Agree or not

Site Reliability Engineering (SRE) > DevOps


A successful enterprise should be a pioneer in the industry. SRE has ended the battle among development and operation. It secures product’s reliability, responsibility and innovation.


What SRE actually relates?

The development team always eager to release innovative ideato the public and expect it has a great noise for feedback and a widecoverage in the market, while the operation team will only secure the product release to the public will not cause any defects and minimize the amount of problems arise. But in fact, the operation and development team are in an opposite side, power struggle among the company may often occur, Operation and development team will always stop at nothing to attempt their objective which causes an unharmonious atmosphere and directly harm company’s interest.

While Site Reliability Engineering can solve the problem relate to development and operation and reduce conjecture and argue among different department, it has a clear division of work. Operation team is responsible for the reliability of the product and secure all products no matter it is newly developed or how its complication is, SRE requires engineers work agile and solve accidental problems as soon as possible and minimize defects occurrence.

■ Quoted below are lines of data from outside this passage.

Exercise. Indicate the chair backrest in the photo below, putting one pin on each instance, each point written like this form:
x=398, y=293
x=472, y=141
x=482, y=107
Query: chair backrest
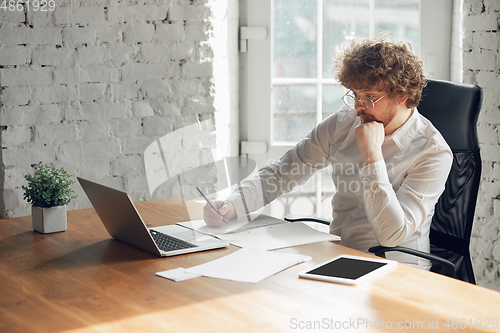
x=453, y=108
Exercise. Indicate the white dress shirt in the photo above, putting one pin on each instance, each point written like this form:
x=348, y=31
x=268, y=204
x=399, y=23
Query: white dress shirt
x=389, y=202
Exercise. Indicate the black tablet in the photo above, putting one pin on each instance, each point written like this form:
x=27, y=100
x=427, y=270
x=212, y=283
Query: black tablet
x=348, y=269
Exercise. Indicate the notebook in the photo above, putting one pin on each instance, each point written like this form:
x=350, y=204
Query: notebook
x=124, y=223
x=263, y=232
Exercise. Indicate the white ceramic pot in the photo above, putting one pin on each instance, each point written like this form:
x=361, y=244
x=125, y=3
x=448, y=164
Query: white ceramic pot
x=47, y=220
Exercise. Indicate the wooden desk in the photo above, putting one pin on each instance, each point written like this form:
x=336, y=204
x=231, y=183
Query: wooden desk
x=81, y=280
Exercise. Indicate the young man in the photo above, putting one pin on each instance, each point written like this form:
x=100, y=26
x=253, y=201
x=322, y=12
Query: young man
x=389, y=163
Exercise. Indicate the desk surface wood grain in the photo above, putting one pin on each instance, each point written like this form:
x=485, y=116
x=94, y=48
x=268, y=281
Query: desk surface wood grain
x=81, y=280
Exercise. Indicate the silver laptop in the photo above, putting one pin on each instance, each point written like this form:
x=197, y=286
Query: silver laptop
x=123, y=222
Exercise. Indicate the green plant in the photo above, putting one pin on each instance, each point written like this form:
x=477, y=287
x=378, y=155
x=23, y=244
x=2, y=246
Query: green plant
x=49, y=187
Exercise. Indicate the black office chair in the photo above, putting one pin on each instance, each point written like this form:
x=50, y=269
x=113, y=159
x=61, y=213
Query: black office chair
x=453, y=108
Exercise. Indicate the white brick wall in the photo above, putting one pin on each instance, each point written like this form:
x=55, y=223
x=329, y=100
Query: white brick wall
x=481, y=66
x=90, y=85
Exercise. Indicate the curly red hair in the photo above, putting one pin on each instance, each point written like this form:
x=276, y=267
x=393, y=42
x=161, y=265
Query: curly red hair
x=387, y=66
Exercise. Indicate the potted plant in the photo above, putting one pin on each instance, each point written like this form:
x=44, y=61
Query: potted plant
x=49, y=192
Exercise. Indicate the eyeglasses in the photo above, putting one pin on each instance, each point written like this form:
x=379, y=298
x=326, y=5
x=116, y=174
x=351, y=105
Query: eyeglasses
x=350, y=100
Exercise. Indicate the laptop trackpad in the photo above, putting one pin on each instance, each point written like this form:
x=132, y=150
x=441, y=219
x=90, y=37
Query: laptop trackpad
x=186, y=234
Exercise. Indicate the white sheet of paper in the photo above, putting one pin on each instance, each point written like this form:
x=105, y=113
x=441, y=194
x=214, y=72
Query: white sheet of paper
x=264, y=232
x=248, y=265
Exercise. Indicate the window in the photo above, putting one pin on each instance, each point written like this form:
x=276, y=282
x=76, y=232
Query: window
x=287, y=83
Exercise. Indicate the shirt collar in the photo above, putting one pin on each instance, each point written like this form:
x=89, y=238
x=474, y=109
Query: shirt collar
x=403, y=136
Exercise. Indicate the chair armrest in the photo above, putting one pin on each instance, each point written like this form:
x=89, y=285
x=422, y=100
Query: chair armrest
x=449, y=267
x=299, y=218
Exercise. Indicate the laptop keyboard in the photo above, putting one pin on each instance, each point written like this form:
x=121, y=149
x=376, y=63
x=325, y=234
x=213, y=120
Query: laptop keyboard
x=168, y=243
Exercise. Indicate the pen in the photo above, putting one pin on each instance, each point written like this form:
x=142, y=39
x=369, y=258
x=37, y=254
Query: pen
x=211, y=205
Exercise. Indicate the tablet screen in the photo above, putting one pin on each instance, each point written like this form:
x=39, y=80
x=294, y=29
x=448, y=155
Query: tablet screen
x=347, y=268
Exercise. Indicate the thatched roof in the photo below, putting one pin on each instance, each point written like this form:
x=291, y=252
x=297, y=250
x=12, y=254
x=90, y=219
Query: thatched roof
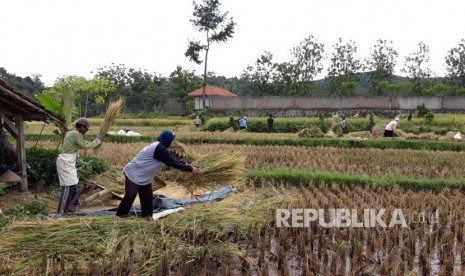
x=14, y=102
x=211, y=91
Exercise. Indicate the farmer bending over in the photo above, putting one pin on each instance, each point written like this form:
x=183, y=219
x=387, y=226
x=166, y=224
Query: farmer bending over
x=66, y=162
x=389, y=130
x=141, y=171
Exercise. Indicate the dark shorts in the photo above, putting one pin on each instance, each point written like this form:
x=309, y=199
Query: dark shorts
x=388, y=133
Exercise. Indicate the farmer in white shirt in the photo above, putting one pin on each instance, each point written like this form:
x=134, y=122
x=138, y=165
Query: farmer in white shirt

SRE is much more than traditional IT operations

In newly launched products, most of the application are unable to achieve a 100% operation without defects and in normal time, SRE teams then set up a service-level agreement which defines the reliability of the new application and have a calculation of defects occurrence. Engineers can freely design the defects occurrence estimation, if the product can run freely and without any defects, they can launch and develop what they want at any time. But, if defects occur frequently or below the formulated service-level agreement, all operation will be held until the number of failures reduced to an acceptable level.


Coding can exist in SRE

In the traditional IT operations, once their development or operation have issues occurred which relate to reliability, it is a severe attack towards the entire development process and require ages in solving and remedy. But it does not apply on SRE. SRE and operation are using the same staffing pool which it ends the struggle between traditional development and operation team and established a new monitoring system at the same time developers can write better code in performance and benefit the while team’s operation instead of specific team.